Saturday, October 14, 2017

Yang tidak tahu; Cuma AKU

Di suatu sore ketika matahari mulai kelelahan, aku dan sekumpulan bekantan memandangi mu, yang sedang keranjingan mabuk bakung, tanpa peduli pada kunang-kunang serupa lalat, belum bercahaya, katanya belum jadi kuku orang mati. Dan di bawah kita arus sungai begitu kencang, padahal ku dengar dari penduduk setempat, air beriak tanda tak dalam, dan buaya – buaya muara siap – siap menerkam, didalam dasar, persis dibawah perahu kita.

Kita, aku dan kepala ku yang terdampar disebuah pulau, entah apa namanya – aku tiba-tiba amnesia, atau pura-pura, jika saja diantara kita pandai membaca pertanda, pasti kita tahu dan memahami. Tapi aku dan sebagian kepalaku lupa membaca dan pura-pura tidak tahu.
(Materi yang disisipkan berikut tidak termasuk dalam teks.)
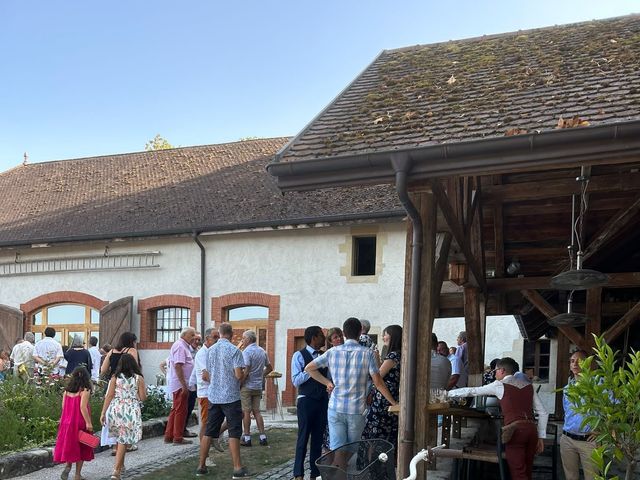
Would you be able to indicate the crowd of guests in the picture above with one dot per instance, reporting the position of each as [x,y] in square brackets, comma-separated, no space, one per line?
[344,387]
Lalu aku pergi ke dek kapal, memperhatikan mu dari jauh, di kapal sebelah,kapal yang karam, tak punya nahkoda.
Matahari sudah makin lelah, garis-garisnya paruh baya; ada jingga, memerah, menghitam, ini mungkin artinya adalah syahdu, jika saja aku tahu, bahwa esok hari, semua semakin gelap.
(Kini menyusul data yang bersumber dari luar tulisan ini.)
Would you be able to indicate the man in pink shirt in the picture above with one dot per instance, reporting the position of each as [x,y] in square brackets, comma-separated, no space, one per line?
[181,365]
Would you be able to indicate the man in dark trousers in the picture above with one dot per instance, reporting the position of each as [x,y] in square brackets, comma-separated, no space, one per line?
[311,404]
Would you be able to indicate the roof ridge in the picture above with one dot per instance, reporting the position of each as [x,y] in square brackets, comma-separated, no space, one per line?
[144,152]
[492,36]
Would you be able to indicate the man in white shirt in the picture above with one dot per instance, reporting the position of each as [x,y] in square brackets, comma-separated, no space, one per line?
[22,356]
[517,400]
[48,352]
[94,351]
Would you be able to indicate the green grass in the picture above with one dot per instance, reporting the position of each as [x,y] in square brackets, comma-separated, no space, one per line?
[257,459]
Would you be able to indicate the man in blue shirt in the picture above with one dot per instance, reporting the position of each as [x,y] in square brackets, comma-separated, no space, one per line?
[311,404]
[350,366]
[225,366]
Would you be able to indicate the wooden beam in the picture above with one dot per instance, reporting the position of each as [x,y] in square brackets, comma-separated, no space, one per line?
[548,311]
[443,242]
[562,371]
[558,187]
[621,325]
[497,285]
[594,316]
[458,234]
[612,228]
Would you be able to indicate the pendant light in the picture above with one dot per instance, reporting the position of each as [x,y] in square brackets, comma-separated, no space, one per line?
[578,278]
Lalu aku terbangun dari mimpi soal perahu dan sungai. Aku hanya terbaring sendirian di sebuah kamar warna ungu – abu yang penuh jamur putih di dinding. Keringat mulai keluar deras dari pori-pori ku, jika saja keringat mampu menggantikan air mata, mungkin mata ku sudah berbinar, bersih, sejuk tidak memerah kekurangan tidur. Perkara mimpi soal kapal dan sungai, aku seperti pernah berada disana, entah masa apa, entah di kehidupan lalu ku yang mana, terasa seperti tak asing.
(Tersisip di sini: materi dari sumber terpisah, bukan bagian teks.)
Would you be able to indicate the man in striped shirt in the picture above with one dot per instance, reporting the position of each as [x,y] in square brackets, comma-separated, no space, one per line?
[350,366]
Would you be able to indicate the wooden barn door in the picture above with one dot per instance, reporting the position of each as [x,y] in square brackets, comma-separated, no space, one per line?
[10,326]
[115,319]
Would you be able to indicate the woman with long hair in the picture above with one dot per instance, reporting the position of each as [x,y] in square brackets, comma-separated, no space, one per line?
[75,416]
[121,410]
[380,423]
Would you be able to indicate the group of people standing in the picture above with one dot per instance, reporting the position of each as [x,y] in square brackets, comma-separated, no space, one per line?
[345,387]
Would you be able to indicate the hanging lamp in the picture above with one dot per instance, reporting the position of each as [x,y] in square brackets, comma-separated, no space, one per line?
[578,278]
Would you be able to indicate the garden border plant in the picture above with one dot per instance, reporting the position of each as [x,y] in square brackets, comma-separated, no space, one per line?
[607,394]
Mimpi itu seperti puisi, yang berisi sampah-sampah kata, yang tertahan tanpa aku tahu apa, mungkin aku ini putri keturunan buaya, atau dulu aku ternyata ikan-ikan kecil penghuni sungai atau aku ini sebenarnya adalah pohon nira yang tumbuh liar.
AH, aku butuh air putih.
Lalu aku memandangi tattoo di tangan kiri ku, tattto sebuah sungai dan dek kapal, sambil bertanya – dan selalu bertanya. Kapan aku buat tattoo ini, tattto apa ini.
Disana, didalam tattoo ku, sungai itu berliku, dan sepanjangnya tumbuh pohon-pohon lebat – mungkin saja itu hutan, tattoo itu kosong, tanpa siapapun. Dek kapalnya tak ada satu pun orang. Arusnya tak kencang, seperti tidak arus, tapi kapalnya tetap jalan.
Kamar ku seketika sunyi, sebuah surat di meja kerja ku. Sebelumnya tak pernah ada disana.
Tulisan tangan.

Pesan untuk mu.
Maka kita tak akan pernah bertemu lagi, dan kamu akan membunuh segala yang pernah ku ingat tentang ku, hingga suatu ketika pun datang, tak ada lagi yang bisa kau ingat, selain hati yang berlubang.
Tak ada yang perlu kau ingat.

Tak perlu lagi bertanya,
Aku

Lalu, aku duduk menangis.
Selalu mencoba mengingat-ingat, mengumpulkan lagi apa saja yang telah mata ku lihat, kulit ku sentuh dan masuk kedalam hati, tapi rupanya tak ada lagi bahasa yang bisa menerjemahkan. Tidak pernah ada kenang yang cukup untuk dipertahankan dalam ingatan, aku membongkar isi kepala ku mencari tumpukan logika dan rasa yang sudah ku buang dahulu, Dan mengingat lagi, mengapa aku membuang semuanya untuk satu hal yang akhirnya pun aku terbuang.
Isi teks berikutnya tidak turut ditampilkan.